Physicians also are wary of the kind of uncertainty that surrounded the last such drug. In 2021, the FDA approved a different antibody-based drug for Alzheimer’s, called Aduhelm, despite mixed evidence that it worked, and Medicare officials later declined to cover it for most patients.

Safety is another unanswered question with lecanemab, the new antibody that’s being tested at Penn and more than 100 other sites. Possible side effects of the drug include brain swelling and bleeding, which generally can be managed with medication.

In an earlier trial of lecanemab, for people who already had symptoms of Alzheimer’s, one person died after experiencing brain swelling and bleeding, according to a report from Science magazine. The drugmaker Eisai, based in Tokyo, did not disclose whether she received the drug or a placebo, and it has said no deaths in the trial are attributed to the drug.

Weighing the risks in a trial

Kenneff thinks the potential side effects are worth the risk. Though he doesn’t know whether he’s getting a placebo or the real thing, he hopes his participation will yield answers for others, including family members who may have the same genetic predisposition that he has.

In the meantime, he engages in an activity known to boost brain health: exercise. He uses a stationary bike, a treadmill, and a NordicTrack machine at his home in Manheim. He also runs after his 16 grandchildren.

Periodically, the researchers also solicit an assessment of each participant’s function from a designated friend or relative. In Kenneff’s case, it’s his wife, Doris, 62.

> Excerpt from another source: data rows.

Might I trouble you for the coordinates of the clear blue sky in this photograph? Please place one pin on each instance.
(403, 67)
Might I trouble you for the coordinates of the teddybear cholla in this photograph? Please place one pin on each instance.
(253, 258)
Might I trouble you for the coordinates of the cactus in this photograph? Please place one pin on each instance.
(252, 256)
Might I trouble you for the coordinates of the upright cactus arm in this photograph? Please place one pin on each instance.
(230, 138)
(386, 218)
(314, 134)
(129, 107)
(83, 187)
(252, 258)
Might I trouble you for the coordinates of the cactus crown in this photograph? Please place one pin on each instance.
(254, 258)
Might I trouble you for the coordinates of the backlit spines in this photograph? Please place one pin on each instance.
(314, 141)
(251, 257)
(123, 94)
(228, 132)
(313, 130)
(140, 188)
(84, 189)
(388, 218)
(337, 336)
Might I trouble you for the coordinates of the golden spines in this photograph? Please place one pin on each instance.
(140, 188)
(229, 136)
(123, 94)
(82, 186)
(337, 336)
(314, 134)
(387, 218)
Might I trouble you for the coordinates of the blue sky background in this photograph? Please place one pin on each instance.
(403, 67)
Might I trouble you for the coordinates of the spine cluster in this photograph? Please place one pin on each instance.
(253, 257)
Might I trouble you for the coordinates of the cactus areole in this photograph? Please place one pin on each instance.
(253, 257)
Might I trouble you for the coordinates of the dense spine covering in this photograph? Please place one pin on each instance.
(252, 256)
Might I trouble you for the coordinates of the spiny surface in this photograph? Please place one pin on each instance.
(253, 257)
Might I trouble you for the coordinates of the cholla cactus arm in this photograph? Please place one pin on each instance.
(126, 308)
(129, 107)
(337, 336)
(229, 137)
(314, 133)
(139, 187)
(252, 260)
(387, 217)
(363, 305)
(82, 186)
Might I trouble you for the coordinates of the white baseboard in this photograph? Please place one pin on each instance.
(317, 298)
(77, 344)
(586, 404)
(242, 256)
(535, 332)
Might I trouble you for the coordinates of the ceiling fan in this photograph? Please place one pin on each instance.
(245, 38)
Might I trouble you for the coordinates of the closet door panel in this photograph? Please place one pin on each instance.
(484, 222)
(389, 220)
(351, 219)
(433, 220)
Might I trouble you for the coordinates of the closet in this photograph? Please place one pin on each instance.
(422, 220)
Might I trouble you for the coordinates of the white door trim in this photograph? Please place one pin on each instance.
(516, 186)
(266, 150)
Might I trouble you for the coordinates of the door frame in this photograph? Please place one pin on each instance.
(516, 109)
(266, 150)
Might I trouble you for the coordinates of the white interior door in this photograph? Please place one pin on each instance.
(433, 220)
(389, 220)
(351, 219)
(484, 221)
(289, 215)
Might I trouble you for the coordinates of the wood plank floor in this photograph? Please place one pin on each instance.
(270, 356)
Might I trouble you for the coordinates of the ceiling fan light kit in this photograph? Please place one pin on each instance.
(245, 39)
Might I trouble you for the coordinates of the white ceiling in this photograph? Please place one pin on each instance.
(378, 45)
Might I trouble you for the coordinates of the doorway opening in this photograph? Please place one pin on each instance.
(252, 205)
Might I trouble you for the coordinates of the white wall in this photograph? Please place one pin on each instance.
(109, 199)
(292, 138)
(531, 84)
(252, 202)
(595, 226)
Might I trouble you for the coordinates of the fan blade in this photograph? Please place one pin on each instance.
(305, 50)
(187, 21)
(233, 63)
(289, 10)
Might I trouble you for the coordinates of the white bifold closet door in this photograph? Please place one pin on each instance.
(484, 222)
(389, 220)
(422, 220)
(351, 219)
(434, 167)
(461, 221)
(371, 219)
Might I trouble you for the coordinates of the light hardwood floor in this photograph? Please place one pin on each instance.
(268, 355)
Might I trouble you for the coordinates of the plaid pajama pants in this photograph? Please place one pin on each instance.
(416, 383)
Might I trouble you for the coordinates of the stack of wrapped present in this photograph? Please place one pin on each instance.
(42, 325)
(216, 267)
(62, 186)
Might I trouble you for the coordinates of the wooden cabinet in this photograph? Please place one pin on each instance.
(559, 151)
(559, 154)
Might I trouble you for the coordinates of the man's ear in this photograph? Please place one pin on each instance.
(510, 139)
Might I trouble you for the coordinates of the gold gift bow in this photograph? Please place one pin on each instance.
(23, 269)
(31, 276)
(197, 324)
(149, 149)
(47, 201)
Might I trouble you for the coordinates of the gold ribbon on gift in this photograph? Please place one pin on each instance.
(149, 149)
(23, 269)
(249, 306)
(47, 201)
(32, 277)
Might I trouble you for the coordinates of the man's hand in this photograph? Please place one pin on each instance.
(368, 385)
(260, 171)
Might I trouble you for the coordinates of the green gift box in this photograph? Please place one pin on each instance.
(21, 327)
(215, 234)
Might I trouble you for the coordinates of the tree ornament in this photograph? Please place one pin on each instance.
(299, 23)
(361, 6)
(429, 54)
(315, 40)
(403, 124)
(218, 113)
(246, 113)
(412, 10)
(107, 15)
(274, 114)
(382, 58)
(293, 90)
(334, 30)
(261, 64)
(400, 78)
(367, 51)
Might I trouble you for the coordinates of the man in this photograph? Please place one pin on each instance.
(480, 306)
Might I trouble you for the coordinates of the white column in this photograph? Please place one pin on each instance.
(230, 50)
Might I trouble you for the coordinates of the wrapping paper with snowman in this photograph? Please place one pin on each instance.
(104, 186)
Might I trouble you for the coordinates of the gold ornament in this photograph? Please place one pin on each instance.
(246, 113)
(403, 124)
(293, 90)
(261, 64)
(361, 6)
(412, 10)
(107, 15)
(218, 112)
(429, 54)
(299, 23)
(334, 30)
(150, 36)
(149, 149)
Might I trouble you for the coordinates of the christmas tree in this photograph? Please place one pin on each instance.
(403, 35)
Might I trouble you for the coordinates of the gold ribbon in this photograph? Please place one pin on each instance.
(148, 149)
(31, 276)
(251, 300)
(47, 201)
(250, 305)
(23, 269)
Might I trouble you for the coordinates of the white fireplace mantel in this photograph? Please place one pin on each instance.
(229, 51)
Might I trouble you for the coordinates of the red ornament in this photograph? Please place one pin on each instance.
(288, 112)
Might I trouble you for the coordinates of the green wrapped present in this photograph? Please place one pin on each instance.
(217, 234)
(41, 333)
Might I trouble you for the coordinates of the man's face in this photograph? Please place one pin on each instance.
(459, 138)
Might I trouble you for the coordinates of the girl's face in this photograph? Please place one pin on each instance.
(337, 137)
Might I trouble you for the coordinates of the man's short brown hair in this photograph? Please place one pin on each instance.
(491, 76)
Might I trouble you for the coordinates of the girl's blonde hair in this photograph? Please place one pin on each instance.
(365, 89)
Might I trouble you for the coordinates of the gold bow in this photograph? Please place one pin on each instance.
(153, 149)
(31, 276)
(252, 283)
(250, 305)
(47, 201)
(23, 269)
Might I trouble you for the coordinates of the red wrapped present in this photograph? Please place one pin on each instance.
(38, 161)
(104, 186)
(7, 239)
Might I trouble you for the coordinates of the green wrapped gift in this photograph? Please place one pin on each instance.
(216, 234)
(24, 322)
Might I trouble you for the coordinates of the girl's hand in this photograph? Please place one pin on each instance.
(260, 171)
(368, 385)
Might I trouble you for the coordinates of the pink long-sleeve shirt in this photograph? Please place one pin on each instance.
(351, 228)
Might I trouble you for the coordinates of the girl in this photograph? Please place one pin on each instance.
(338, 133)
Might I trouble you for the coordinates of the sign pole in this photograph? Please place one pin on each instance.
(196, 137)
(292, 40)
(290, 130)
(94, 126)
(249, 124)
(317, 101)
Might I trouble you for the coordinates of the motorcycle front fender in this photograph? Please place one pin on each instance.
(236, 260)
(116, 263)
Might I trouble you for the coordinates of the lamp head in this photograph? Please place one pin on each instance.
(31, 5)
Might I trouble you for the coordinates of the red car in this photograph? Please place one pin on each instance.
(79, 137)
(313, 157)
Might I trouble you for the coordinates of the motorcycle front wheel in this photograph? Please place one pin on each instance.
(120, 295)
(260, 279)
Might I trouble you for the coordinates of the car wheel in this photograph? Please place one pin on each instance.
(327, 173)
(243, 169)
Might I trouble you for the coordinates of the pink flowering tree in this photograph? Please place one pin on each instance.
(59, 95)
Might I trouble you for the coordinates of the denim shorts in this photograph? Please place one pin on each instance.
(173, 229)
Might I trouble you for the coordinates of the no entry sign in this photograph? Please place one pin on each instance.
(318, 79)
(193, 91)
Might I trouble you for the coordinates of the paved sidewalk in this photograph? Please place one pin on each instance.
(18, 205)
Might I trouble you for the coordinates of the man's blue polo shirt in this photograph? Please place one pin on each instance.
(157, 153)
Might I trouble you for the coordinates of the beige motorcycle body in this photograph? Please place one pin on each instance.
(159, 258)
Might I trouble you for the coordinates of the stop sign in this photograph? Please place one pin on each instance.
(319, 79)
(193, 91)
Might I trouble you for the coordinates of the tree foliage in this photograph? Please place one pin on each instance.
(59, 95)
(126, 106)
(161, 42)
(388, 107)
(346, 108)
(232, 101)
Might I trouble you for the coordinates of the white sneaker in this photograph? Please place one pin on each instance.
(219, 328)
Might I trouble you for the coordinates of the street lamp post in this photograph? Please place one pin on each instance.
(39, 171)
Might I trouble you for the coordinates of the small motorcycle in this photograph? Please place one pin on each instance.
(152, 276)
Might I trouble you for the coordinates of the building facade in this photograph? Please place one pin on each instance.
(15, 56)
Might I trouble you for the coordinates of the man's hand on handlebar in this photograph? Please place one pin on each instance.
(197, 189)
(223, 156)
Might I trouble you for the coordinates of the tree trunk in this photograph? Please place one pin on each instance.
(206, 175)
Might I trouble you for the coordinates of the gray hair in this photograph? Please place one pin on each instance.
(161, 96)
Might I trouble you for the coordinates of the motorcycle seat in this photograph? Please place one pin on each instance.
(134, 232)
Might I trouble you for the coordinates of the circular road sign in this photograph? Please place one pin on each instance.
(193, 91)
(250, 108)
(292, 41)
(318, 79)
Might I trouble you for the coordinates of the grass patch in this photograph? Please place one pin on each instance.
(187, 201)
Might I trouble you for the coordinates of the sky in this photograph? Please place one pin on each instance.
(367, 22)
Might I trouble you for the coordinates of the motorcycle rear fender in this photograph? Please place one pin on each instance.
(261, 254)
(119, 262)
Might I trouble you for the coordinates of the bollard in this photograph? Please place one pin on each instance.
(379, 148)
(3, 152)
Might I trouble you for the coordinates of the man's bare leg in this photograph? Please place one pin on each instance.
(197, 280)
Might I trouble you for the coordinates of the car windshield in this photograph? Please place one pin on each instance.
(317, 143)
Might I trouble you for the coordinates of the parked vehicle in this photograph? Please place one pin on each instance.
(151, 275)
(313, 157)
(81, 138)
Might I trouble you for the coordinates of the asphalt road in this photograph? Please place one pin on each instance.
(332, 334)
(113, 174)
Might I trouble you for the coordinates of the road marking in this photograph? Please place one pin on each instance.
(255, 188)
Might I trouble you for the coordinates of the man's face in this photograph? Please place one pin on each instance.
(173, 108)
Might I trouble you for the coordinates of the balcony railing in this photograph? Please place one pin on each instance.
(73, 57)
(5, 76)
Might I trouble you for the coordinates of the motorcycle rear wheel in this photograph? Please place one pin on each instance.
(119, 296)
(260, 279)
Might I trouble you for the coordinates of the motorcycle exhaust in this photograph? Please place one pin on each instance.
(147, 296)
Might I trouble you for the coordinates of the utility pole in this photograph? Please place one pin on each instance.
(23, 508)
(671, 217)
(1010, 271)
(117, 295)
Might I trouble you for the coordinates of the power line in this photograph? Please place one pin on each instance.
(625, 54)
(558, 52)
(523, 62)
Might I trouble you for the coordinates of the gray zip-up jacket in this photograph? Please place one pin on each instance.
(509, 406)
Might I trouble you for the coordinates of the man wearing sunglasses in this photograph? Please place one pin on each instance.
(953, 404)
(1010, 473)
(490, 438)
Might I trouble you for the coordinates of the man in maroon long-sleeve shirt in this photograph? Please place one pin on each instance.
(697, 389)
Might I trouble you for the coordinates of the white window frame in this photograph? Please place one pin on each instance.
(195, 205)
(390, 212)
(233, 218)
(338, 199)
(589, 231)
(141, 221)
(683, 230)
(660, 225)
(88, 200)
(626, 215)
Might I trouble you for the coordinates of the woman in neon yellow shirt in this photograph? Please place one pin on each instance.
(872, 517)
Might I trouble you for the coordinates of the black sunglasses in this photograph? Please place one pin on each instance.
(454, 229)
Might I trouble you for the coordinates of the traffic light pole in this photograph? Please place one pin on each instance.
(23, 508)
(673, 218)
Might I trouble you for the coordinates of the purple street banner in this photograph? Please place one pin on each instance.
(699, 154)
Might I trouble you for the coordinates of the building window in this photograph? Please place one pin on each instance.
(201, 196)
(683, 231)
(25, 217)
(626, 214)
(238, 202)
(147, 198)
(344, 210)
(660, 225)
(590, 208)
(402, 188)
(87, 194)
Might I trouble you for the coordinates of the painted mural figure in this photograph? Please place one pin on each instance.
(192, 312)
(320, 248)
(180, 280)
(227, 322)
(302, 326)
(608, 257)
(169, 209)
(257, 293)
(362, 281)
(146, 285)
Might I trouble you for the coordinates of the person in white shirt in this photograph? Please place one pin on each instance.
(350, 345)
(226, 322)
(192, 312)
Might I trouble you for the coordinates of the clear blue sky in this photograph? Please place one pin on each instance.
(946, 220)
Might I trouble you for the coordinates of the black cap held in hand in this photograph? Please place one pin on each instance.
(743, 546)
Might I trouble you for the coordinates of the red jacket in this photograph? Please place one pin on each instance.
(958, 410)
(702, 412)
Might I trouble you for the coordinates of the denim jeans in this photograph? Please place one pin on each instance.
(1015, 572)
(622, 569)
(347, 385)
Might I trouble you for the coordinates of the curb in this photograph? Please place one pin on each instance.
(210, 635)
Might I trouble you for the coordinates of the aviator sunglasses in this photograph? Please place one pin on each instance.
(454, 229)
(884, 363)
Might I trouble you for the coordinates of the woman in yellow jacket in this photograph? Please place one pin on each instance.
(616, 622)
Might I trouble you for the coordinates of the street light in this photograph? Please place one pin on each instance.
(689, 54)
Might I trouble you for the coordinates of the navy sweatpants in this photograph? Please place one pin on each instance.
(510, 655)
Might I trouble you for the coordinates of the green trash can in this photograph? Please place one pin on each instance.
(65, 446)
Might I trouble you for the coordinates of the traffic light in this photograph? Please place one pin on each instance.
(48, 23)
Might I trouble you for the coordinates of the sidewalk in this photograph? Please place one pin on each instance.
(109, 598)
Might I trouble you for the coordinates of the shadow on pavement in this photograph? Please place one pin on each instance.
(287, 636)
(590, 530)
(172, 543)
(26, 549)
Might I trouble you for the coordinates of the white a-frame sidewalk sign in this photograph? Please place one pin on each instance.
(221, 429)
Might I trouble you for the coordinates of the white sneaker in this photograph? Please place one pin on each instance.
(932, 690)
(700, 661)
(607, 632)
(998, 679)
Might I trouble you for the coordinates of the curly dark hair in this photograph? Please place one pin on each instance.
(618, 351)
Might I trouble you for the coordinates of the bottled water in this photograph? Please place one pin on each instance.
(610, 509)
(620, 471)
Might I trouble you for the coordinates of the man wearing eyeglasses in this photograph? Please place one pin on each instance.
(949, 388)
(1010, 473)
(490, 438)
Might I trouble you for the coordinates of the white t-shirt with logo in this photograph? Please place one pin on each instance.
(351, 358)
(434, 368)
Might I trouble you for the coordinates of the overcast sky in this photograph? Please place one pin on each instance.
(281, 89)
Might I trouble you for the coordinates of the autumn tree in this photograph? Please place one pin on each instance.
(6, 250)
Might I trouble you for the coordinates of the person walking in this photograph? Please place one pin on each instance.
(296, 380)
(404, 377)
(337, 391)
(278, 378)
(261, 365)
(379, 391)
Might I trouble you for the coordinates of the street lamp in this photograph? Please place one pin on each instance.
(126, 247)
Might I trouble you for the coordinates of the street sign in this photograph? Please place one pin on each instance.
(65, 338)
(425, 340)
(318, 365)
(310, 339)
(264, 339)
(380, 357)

One recent appointment was a source of humor — and hope. Separately, both Kenneffs were asked to recall the details of a family occasion from the last year, and the husband and wife remembered it differently. Uh-oh.

Except when Tony Kenneff quizzed his wife afterward, she agreed that her memory of the event was wrong, not his.

“She said, ‘Oh yeah, I had that wrong,’” he recalled.

If his memory is at least as good as someone nine years younger, Kenneff thinks he’s in good shape. And if it turns out he was treated with the drug, he hopes it will allow him to remain that way.